I am trying to run the LB thermal comfort workflow with real-world weather that I am downloading from open-meteo api ( 🏛️ Historical Weather API | Open-Meteo.com ) to run the workflow with real world weather rather than the EPW weather.
For the workflow I need the following inputs from an EPW that I am substituting with the real-data, and I have done this with no issue:
air temp, RH, wind speed, wind direction
My problem is when it comes to radiation, these are the rad variables I can get from openmeteo:
Diffuse and Direct are straightforward, but this does not include Horizontal Infrared Radiation. If you plot the two you can see there is nothing that appears to be this:
My work-around has been to just find a day in the EPW around the same time frame, and approx same weather, and use the radiation from the EPW and then the open-meteo data for the other variables. However I would like to stop doing that if possible.
Does anybody have a solution or a source to get this horiz_infrared data?
hey, try using DF Horizontal Infrared component that uses Cloud cover and DB and WB temperatures as inputs to calculate the Horizontal Infrared radiation.
In case it’s helpful, a couple of additional thoughts:
Open-Meteo’s Historical Weather API currently exposes shortwave, direct and diffuse solar radiation, but not downward longwave radiation in its documented hourly variable list.

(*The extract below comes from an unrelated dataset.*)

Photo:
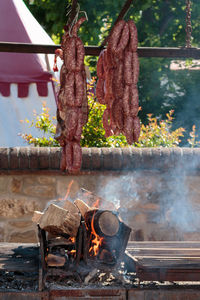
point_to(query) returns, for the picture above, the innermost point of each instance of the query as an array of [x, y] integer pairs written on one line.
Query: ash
[[18, 281]]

Another alternative is Oikolab/ERA5’s surface_thermal_radiation, which is the downward atmospheric and cloud longwave radiation reaching a horizontal surface. This corresponds to EPW N12 Horizontal Infrared Radiation Intensity. Don’t use surface_net_thermal_radiation, since that includes the upward ground-emitted component. For hourly Oikolab values in W/m², the numerical value can be used as the EPW hourly Wh/m² value, provided the timestamps and hour-ending convention are aligned. Oikolab can also generate an ERA5 actual-year EPW directly.
p.s. This was top of mind because I’ve just developed a new N12 morphing procedure in my tool FutureWeather.co (using rlds from the climate model data).